Let $C[-1,2]$ be the space of all continuous functions $f:[-1,2]\to \mathbb{C}$.
Which of the following define an inner product on $C[-1,2]$ and which do not?
$$\langle f,g\rangle =\int_{-1}^{2}|f(t)+g(t)|dt$$
a. $$\langle f,f\rangle =\int_{-1}^{2}|f(t)+f(t)|dt=2\int_{-1}^{2}|f(t)|dt$$ b. $$\overline{\langle g,f\rangle }= \overline{\int_{-1}^{2}|g(t)+f(t)|dt} = \int_{-1}^{2}\overline{|g(t)+f(t)|}dt = \int_{-1}^{2}\overline{|f(t)+g(t)|}dt=\langle f,g\rangle $$ c. $$\langle \alpha f+\beta g,h\rangle=\int_{-1}^{2}|\alpha f(t) +\beta g(t)+h(t)|dt\neq\alpha \int_{-1}^{2}|f(t)+h(t)|dt+\beta \int_{-1}^{2}|g(t)+h(t)|dt=\alpha\langle f,h\rangle+\beta\langle g,h\rangle$$
Can we be sure that the expression in a. is $\geq 0$? as the function can be decreasing? so the overall expression will be less than $0$
Can we move the conjugate inside the integral as in b.?
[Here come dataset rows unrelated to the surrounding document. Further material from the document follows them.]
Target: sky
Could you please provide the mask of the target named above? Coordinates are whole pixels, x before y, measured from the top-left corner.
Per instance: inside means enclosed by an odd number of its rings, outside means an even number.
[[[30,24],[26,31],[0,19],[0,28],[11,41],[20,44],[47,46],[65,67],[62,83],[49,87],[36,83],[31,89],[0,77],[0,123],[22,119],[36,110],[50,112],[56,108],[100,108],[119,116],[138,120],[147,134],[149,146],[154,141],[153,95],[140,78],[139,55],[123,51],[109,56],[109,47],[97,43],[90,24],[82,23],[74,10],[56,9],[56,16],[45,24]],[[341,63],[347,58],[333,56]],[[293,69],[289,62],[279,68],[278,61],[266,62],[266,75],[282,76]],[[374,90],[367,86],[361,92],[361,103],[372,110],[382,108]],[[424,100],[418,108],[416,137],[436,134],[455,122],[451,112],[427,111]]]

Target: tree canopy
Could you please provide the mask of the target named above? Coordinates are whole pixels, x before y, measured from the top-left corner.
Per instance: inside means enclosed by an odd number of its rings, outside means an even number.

No, it is not an inner product. For instance, take $f(x)=g(x)=x$ and $\alpha=-1$. Then$$\langle\alpha f,g\rangle=\int_{-1}^2|-x+x|\,\mathrm dx=0$$ and$$\alpha\langle f,g\rangle=-\int_{-1}^2|2x|\,\mathrm dx\neq0.$$So, in general it is not true that $\langle\alpha f,g\rangle=\alpha\langle f,g\rangle$.